Abstract

It is important that before treatment is initiated, the precise diagnosis of brain tumor has been made and fits with the clinical, radiographic, and histologic findings. With low-grade gliomas, maximal surgical resection should be attempted. We delay radiation therapy unless the patient has significant neurologic symptoms that could be alleviated by treatment. Patients with glioblastoma multiforme (GBM) and anaplastic astrocytoma should undergo maximum surgical resection, postoperative radiation therapy, and adjuvant chemotherapy with bischloroethylnitrosourea (BCNU) or intensive procarbazine, chloroethylcyclohexylnitrosourea (CCNU), and vincristine (PCV) therapy, respectively.
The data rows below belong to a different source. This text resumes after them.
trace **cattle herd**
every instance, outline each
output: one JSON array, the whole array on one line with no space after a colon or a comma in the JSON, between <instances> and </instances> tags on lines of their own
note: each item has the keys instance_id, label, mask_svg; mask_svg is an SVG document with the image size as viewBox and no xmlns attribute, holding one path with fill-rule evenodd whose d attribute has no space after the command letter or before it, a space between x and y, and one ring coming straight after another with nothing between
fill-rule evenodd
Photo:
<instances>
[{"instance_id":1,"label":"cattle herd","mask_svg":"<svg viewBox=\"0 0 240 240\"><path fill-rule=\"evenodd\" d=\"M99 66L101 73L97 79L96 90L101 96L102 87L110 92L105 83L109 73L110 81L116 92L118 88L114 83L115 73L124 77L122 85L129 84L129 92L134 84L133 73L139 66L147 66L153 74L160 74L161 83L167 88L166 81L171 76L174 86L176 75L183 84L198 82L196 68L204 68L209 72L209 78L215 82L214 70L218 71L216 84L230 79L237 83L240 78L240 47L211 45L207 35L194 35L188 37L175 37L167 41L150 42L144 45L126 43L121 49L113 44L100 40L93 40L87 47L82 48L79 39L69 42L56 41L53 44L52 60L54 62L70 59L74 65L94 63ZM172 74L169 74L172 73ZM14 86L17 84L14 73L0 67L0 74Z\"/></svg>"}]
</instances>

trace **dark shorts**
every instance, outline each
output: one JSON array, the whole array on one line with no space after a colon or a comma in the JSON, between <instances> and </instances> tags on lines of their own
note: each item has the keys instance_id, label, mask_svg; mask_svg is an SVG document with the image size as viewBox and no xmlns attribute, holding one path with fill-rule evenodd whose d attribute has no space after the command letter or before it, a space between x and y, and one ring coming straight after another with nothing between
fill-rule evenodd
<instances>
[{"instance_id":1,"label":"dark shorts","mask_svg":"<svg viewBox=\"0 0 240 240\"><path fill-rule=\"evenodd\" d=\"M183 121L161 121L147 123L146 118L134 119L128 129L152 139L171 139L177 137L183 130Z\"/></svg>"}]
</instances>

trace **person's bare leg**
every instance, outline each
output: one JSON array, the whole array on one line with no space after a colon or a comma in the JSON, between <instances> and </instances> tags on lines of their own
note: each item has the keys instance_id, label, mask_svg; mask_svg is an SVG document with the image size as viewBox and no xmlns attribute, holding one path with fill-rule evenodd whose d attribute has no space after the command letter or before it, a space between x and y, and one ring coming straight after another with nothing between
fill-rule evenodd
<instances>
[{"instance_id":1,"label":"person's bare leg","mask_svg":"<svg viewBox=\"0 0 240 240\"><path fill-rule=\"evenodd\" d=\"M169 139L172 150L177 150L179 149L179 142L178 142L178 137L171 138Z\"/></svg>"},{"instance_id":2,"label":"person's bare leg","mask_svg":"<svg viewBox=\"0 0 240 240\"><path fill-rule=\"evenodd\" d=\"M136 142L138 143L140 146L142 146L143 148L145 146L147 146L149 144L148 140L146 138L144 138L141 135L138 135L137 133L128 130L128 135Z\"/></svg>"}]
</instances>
Patients with anaplastic oligodendroglioma (AO) and mixed anaplastic oligodendroglioma-astrocytoma (AOA) should undergo maximal surgical resection, postoperative radiation therapy, and intensive adjuvant PCV therapy. Meningiomas are usually managed with surgery alone; radiation therapy is used if the meningioma is malignant or recurs. Tamoxifen or hydroxyurea may be useful for recurrent meningiomas. Patients with primary central nervous system (CNS) lymphoma undergo biopsy; surgical resection of the tumor is not necessary. We treat immunocompetent patients with multimethod therapy. Patients with AIDS and primary CNS lymphoma receive radiation alone. Because the prognosis for primary CNS lymphomas has not changed significantly in the past 20 years, patients with these tumors should be enrolled in clinical trials if possible. Novel approaches, such as targeting angiogenesis, using signal transduction or invasion, or employing genes affecting growth control, are being pursued.